Le parquet environnemental est désormais chargé des enquêtes sur les tirs de plombs subis par l'orque nommée Toñi, la plus âgée de la zone, dans les eaux portugaises du détroit. Le responsable semble être le propriétaire d'un navire battant pavillon espagnol, c'est pourquoi la collaboration du GC a été sollicitée.
L'affaire fait l'objet d'une enquête en tant que crime contre la faune protégée en coordination avec les autorités portugaises pour identifier les suspects. L'orque Toñi a été récemment aperçue au large des côtes galiciennes et, selon les experts qui ont pu l'observer de près, elle est en bonne santé et ses blessures évoluent favorablement.

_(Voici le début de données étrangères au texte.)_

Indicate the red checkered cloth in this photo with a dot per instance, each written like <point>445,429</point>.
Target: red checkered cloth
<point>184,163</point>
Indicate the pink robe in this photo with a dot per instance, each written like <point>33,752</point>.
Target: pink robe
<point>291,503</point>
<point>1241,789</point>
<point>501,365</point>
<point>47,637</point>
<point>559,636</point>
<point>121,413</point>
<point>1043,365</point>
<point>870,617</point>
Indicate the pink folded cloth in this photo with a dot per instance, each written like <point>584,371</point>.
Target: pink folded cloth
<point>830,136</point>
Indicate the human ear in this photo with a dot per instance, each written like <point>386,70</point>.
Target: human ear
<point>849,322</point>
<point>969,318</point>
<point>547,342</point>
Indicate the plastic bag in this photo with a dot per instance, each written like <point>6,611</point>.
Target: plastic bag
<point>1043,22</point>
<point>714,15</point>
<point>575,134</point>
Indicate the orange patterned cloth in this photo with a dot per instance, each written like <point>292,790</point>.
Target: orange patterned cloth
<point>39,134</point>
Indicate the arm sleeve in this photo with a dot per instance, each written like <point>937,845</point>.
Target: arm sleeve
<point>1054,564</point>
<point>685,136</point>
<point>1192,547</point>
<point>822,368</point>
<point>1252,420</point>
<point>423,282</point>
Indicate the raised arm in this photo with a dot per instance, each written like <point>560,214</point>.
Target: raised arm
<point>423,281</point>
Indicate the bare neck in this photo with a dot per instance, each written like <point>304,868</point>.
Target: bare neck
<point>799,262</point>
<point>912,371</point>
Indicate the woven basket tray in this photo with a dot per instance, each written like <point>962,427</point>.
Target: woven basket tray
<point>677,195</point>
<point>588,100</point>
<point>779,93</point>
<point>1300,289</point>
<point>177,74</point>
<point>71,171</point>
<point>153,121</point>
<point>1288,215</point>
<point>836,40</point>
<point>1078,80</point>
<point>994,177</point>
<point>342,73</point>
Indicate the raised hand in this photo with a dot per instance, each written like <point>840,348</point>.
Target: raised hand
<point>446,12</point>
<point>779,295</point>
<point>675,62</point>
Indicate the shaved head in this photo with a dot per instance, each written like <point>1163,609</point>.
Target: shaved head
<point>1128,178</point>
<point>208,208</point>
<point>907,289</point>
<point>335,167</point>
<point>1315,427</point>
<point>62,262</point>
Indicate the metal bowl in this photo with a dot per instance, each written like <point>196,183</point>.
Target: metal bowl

L'attaque contre l'orque Toñi parvient au parquet
Le MITECO a envoyé au Parquet de l'Environnement une lettre transférant des informations sur les actions antérieures initiées pour un éventuel délit contre des espèces de faune protégées, en relation avec l'attaque de l'orque Toñi, le (Orcinus orque) le plus ancien de la population du détroit de Gibraltar et du golfe de Cadix, dont les marques de tir sur la nageoire dorsale ont été détectées à la mi-août.
Cet envoi fait partie de l'enquête que le ministère a ouverte dès que l'attaque contre l'orque Toñi a été connue et dans laquelle différentes actions ont eu lieu ces dernières semaines. L'enquête fait état d'un navire battant pavillon espagnol qui aurait tiré les coups de feu dans les eaux portugaises.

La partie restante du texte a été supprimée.